MINIATURES CREOLES de Bruno-Michel ABATI

Interview de Bruno-Michel ABATI.

1-What is your background as a musician?

I have a rather eclectic background as a musician. I started playing music when I was 17/18 years old, forming a reggae band in Nîmes. And it is while wanting to improve my technique of guitarist that one year after these beginnings, I decide to go to take lessons of classical guitar with Guy-Jean Maggio, that I had met some time earlier. I was so moved by the discovery of the repertoire of this instrument that I quickly decided to make it my profession. I entered the Marseille Conservatory at the age limit in René Bartoli's class and three years later I obtained a first prize, a Gold Medal as they used to say at the time, unanimously approved by the jury. In Marseille I also took writing classes which were obviously very useful to me. In the meantime I met Roland Dyens during his summer course in Puget-Théniers in the Alpes-Maritimes. The link with this already great name of the guitar at the time, is strong and once I obtained my prize, I come to Paris to continue my training with him at the Musical Institute of Paris where I will obtain a prize of excellence then of superior. But more than prizes, thanks to him I learned to know and understand this instrument and even today my teaching is very much shaped by what he transmitted to me. He has also often advised me on composition and in the composer I am today a certain number of elements and ways of doing things come from him.

In parallel to my studies, I created the Musyriade quartet composed of a flute, a double bass, percussions and of course a guitar. This quartet was my laboratory of experience where I could satisfy my need to invent, to put in place acquired notions and to make live by the stage each of the compositions or arrangements written for this ensemble. A musical experience of almost fifteen years but which could start again at any time.
After these years of chamber music, it is the world of the song, my starting point, which will return with initially the show Brassens da Bahia, where I revisit the songs of Georges Brassens in the Brazilian way then in the wake of this first experiment of French Samba, with my compositions.
Currently it is the hybridization which characterizes my work as a musician. The song and the instrumental music cross to I hope to lead to another type of proposal of concert.

 

2- Can you describe your style as a composer? What are your musical inspirations and influences?

I am a composer with 360° influences. All styles, all aesthetics from all countries and all eras interest me. If in recent years tonal music has become established in my work, it has not always been so, and even recently in two experiments with music for the image, atonality has come back as a matter of course. From Pergolese, Monteverdi, Bach, Mozart, Sor, Beethoven, Litz to Hindemith, Bartok, Stravinsky, Varèse, Debussy, Ravel, Pierre Henri passing by Bob Marley, James Brown, Chick Corea, King Crimson, David Bowie, Miles Davis, Monk, to give only these few names of a huge list, everything interests me, pleases me, nourishes me and this without any hierarchy of value..

 

3- Introduce us to your latest work MINIATURES CREOLES.
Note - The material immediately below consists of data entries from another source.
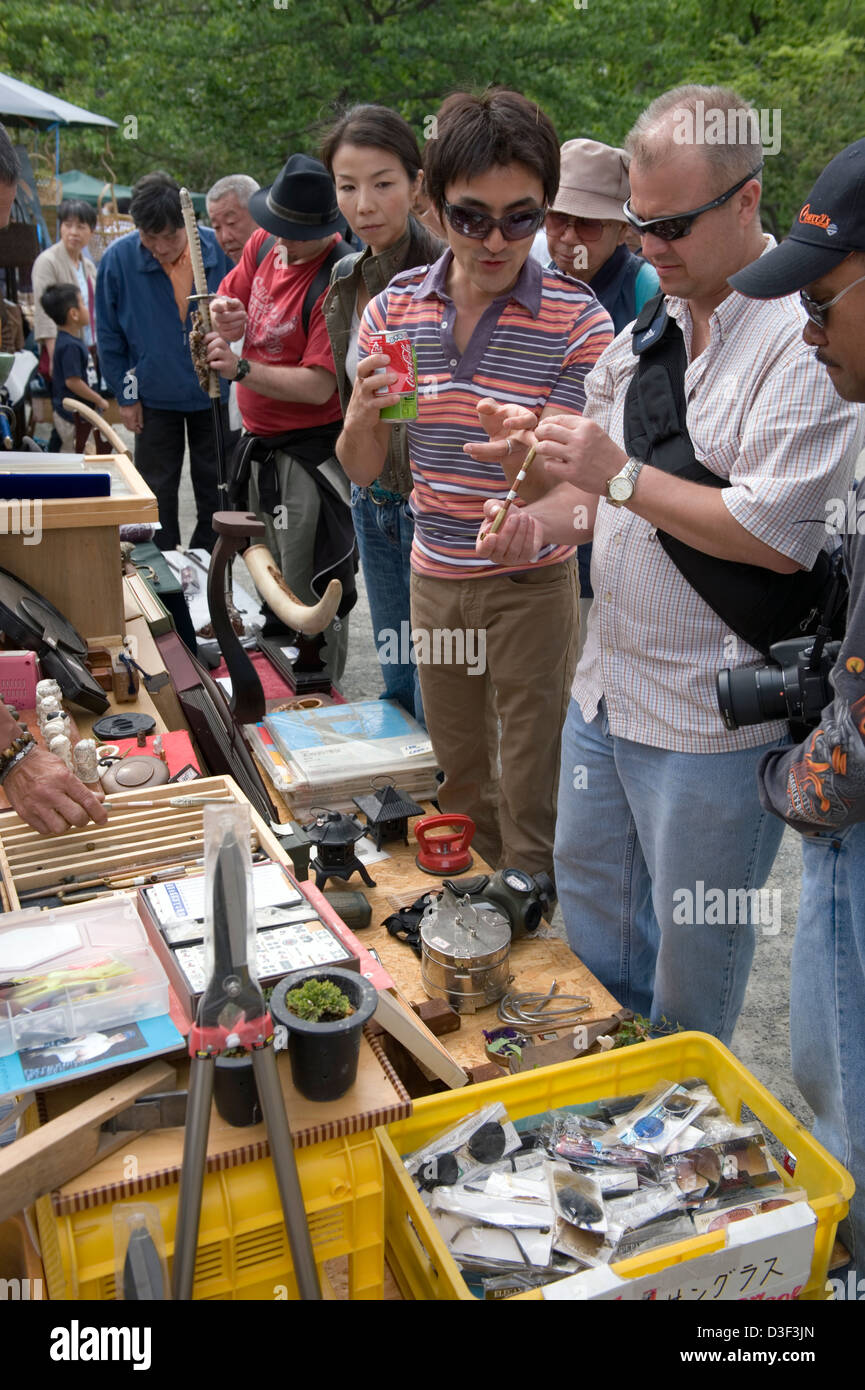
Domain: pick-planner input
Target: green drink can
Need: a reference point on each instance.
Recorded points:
(401, 359)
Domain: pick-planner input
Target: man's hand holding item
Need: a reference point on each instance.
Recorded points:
(228, 317)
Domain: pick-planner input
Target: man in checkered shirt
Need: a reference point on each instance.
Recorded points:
(661, 840)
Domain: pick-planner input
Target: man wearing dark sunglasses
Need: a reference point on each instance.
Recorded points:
(488, 325)
(819, 786)
(657, 801)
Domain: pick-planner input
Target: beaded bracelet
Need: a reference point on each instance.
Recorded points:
(17, 749)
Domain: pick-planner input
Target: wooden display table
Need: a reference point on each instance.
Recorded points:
(534, 961)
(77, 562)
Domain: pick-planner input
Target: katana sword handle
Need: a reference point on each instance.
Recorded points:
(281, 1151)
(199, 278)
(192, 1176)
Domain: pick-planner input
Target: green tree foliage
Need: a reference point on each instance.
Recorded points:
(210, 86)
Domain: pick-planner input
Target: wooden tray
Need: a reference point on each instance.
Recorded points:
(150, 836)
(377, 1097)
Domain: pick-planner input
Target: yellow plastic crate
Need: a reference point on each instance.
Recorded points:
(244, 1247)
(419, 1257)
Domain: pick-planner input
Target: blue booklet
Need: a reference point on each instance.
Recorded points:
(68, 1059)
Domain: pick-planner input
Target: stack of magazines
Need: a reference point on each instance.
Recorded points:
(326, 756)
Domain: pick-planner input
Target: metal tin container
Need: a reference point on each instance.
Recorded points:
(465, 952)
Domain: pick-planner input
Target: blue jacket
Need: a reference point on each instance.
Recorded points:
(143, 349)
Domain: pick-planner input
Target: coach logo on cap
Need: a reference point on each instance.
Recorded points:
(817, 218)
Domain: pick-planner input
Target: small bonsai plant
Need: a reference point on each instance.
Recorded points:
(319, 1001)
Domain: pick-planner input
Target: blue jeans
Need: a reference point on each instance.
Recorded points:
(828, 1007)
(658, 856)
(384, 540)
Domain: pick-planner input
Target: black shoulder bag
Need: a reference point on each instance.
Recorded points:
(757, 603)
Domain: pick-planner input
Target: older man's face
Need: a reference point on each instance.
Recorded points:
(232, 224)
(7, 198)
(696, 266)
(840, 344)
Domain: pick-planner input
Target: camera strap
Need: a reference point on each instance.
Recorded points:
(757, 603)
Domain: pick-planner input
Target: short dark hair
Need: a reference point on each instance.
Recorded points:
(10, 166)
(156, 203)
(374, 127)
(75, 210)
(474, 134)
(57, 302)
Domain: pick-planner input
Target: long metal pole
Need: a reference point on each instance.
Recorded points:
(285, 1168)
(203, 302)
(192, 1175)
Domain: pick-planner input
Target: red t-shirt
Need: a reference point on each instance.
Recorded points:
(273, 295)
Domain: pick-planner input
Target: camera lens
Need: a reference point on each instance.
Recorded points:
(750, 695)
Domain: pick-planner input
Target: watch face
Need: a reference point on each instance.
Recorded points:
(518, 880)
(619, 488)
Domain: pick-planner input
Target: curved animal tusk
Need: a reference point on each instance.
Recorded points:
(104, 428)
(287, 606)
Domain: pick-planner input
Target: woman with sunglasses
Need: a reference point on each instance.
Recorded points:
(374, 160)
(586, 230)
(495, 642)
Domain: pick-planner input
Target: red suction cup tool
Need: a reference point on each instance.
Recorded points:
(444, 844)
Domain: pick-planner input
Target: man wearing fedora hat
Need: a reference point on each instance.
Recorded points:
(287, 387)
(586, 231)
(818, 787)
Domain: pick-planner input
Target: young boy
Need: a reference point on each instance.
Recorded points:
(73, 371)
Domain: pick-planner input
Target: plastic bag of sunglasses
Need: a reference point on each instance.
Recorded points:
(470, 1148)
(505, 1286)
(474, 1225)
(526, 1176)
(718, 1129)
(590, 1248)
(718, 1173)
(577, 1198)
(588, 1154)
(659, 1118)
(637, 1208)
(721, 1216)
(662, 1230)
(611, 1108)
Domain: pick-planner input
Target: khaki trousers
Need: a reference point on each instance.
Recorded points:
(499, 651)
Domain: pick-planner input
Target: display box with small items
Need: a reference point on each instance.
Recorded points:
(633, 1175)
(74, 970)
(289, 931)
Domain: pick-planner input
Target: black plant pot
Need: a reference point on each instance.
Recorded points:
(324, 1055)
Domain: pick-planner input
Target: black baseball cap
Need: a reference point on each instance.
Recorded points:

The Creole miniatures are the result of a request made to me by Jean-Jacques Fimbel, director of the collection at IMD, to write pieces with a tropical character for a public of classical guitarists of cycle 1 and 2 level. The thing was not simple for me because the notion of tropical music, very anchored in me because of my Cape Verdean origins by my mother and Martinique by my father, had to reflect respectfully the spirit of these musics, and especially not to fall into what is called in the Antilles the "doudouisme", that is to say music which gives itself airs of tropical music without having the essence of it. In addition to this, I had to take into account that this music is intended for musicians who have between 3 and 6 years of instrumental practice, and therefore must be accessible. I thus chose not to go towards traditional music, with the exception of the fifth which is a Creole mazurka, but to focus more on the word "Creole" and more precisely on the notion of creolization so dear to the Martinican poet Edouard Glissant. Thus the word miniature took for me the meaning of images of reduced size by which it was possible to introduce a poetic touch that the title of each of these miniatures recalls: The black Pierrot and the chabine moon, Of the African soul, Madras dolls, Elegy in memory of the cutters and cane cutters disappeared.e.s and Lovers dancing in the street of black boxes.
tic idea,Therefore, in the desire to modestly give birth to a process of creolization, if one can give birth to it, these five short pieces start from melodic and rhythmic elements specific to these musical tropics and by the underlying poe with the complicity of the classical guitar, go towards an elsewhere yet to be determined.